There may be times when an employee makes out-of-pocket purchases related to work. In some states, the employer is required to pay back the employee for the expenses. However, the Texas Workforce Commission explains that in the Lone Star State, the law favors employers when it comes to the decision to reimburse the expenses.

So, for example, employees who are sent to a required training may have to spend their own money on travel expenses and meals, and the employer will have the choice of whether to reimburse these. This is not true without exception, though. It is illegal for the company to refuse reimbursement when the employee’s expenditures deducted from the amount of his or her salary would result in a rate of pay lower than the state’s minimum wage, which is currently $7.25 per hour.

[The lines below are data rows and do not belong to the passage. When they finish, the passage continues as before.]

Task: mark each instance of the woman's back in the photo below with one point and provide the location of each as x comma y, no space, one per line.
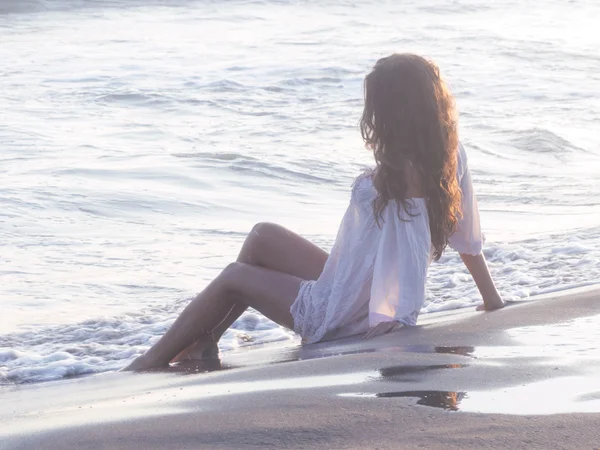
377,270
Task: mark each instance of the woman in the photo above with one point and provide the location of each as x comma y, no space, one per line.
402,214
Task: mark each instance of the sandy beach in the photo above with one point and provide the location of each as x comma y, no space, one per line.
522,377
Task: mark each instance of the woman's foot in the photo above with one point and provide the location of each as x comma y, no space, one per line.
142,362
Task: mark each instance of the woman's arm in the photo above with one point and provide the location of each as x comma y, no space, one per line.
483,279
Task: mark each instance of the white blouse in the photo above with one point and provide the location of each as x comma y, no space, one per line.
377,273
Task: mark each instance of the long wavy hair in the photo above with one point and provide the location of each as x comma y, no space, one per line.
410,120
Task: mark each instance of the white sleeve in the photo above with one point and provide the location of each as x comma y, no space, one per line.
400,270
468,237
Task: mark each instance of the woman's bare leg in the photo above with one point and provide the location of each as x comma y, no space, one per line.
207,317
268,291
273,247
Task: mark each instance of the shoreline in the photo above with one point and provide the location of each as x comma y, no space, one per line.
488,375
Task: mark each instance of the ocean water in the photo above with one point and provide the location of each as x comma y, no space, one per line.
141,140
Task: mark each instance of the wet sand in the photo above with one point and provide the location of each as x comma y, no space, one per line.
527,376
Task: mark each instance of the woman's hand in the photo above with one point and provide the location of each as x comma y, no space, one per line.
382,328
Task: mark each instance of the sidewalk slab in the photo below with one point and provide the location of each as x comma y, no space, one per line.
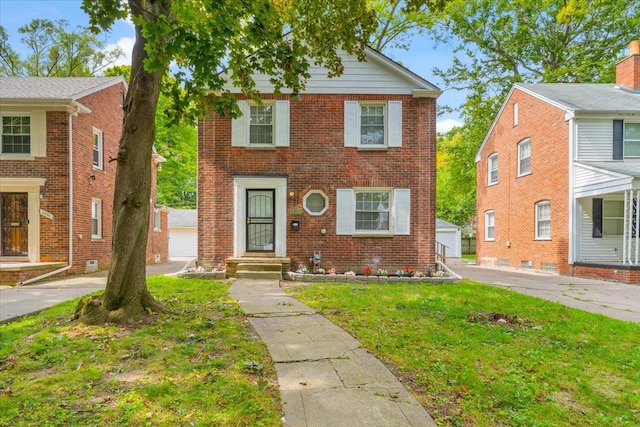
326,378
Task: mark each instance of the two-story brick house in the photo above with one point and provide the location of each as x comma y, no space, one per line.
56,177
558,178
346,171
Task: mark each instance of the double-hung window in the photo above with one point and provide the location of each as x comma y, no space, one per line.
373,124
631,139
157,220
492,167
96,219
97,149
524,157
372,118
261,124
489,225
372,212
16,134
543,220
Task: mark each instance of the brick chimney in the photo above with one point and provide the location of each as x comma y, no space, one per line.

If companies do reimburse some expenses, the TWC recommends that they take the following steps to avoid confusion about what expenses they will or will not reimburse:

  • Create a policy listing specific expenses eligible for reimbursement and those not eligible; have employees sign it
  • Require authorization for larger expenses
  • Require employees to submit receipts
  • Have expense reimbursement requests audited
  • Create a procedure for disciplining employees who violate the policy

Because Texas is an at-will employment state, the employer has the right to change the policy.

Chron.com notes that the IRS encourages employers to reimburse employees’ work-related out-of-pocket expenses. Employers must either offer a per diem rate plan or account for every expenditure in order to claim the reimbursements as business expenses and receive a tax deduction.